Language & Songs






I believe Cherokee is one of the world’s most beautiful languages spoken today, very gentle and melodic. To me, hearing it is like hearing the sounds of the waves of a deep blue lake washing over the gray stones along the shore, soft and rolling but coming from a deeper source...

When I was a little boy everyone I knew spoke Cherokee. When we went to the store or church or visiting neighbors, someone would always look at me and smile and say, “Siyo, tohitsu?” Hello, how are you? I would smile back and as I had been taught, say, “Osda, nihina?” I’m well. And how are you?

America’s Native languages are in trouble. Of the over 200 Native American languages spoken today, less than 20 are spoken by their tribal children and of these 20, only 5 are considered to be thriving by ethnological standards. In order for a language to thrive, it must reinvent itself in a way that embraces a changing world, inventing and reinventing words that capture changes and incorporate them into the culture. Luckily for the Cherokee people, our language is considered one of the five but even our language is threatened.

Tribal languages and customs in the United States and Canada faced near extinction for many reasons but in particular because of U.S and Canadian government-designed forced assimilation policies. Some of these policies remained active until the late 1960’s into the early 1970’s. One policy was particularly harsh…and effective…at assimilating the most vulnerable of the Native people, the children.

In the last part of the 1800’s and through the 1950’s, policies passed by the U. S. Congress and enacted for the “benefit” of America’s tribal people, strongly encouraged and often forced tribal children as young as four years old to attend government-run boarding schools, sometimes hundreds of miles from their tribes and families. My grandmother and mother were sent to such boarding schools.

At these schools, speaking Native languages was forbidden and called “uncivilized” and “backward”. Anyone caught speaking his or her tribal language or practicing any Native ritual met with cruel punishments ranging from scrubbing the floor with a toothbrush (my mother’s punishment) to being locked in isolation for days at a time to being beaten. However, learning “civilized” skills was encouraged. The skills that were taught included sewing and cooking for girls and repairing and plowing for boys and of course, learning to speak English for both.

When many of these children were able to return to their tribes, they either could no longer speak their tribal languages or were ashamed to do so. Additionally, the parents of these children received the message from the government loud and clear. In order for their children to survive in a “civilized” world they must learn to speak English and forget their tribal languages and customs. These parents had been told over and over again that these were only fragments of a dying people and had to be abandoned if their tribe, through their children and “civilization”, was to survive at all.

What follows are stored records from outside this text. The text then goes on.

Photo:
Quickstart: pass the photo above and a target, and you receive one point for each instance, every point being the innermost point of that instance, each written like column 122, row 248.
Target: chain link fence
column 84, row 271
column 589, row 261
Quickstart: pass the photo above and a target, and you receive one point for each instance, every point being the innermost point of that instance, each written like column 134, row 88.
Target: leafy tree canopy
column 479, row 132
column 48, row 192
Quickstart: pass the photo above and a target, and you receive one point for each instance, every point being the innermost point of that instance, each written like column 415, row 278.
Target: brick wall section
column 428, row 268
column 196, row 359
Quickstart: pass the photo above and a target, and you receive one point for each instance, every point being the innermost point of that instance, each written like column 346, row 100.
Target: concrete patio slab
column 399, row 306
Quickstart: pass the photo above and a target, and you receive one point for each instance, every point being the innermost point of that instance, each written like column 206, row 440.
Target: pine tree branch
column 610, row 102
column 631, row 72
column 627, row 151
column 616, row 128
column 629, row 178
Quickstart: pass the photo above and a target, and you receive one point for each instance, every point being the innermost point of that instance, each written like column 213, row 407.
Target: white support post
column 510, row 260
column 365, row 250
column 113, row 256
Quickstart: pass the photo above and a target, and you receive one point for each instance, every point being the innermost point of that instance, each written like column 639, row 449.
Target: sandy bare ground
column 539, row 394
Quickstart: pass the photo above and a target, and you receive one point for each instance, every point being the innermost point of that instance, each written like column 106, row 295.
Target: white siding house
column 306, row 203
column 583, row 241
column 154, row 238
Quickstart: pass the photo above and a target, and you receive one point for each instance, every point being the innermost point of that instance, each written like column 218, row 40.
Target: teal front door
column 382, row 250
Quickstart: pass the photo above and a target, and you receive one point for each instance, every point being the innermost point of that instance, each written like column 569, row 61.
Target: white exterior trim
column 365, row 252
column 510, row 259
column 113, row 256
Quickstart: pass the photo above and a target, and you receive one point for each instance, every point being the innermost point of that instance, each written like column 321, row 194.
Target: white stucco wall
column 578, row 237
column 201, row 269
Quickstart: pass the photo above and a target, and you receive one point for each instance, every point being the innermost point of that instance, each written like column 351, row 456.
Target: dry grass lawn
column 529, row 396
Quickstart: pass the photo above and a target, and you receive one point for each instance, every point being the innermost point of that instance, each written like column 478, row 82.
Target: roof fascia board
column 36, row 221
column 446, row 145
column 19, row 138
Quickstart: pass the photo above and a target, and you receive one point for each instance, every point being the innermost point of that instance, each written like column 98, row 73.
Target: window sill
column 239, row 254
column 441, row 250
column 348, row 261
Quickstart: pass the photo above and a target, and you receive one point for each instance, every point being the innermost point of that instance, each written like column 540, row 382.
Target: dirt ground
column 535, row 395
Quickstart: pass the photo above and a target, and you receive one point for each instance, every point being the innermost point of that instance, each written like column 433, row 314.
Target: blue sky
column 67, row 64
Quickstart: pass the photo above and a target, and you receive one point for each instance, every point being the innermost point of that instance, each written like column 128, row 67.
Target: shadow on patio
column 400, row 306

Native America’s tribal languages are treasures and those old ones who have maintained the gift of their tribal language and customs in spite of the hardships of doing so are treasures as well. These languages and people are not fragments of “backward” civilizations, but vestments of cultures thousands of years old, steeped in ancient thought that cannot be replaced. These vestments have survived to the present, surviving beyond the western world’s models of great “civilized” languages and cultures like as Greek and Roman.

If you are a tribal person, learn your tribal language to your best ability. If you speak your tribal language, teach someone else to speak. Parents and grandparents, teach your children who they are through their own language. The two greatest gifts we can receive from our elders and pass on to the next generation are identity and belonging.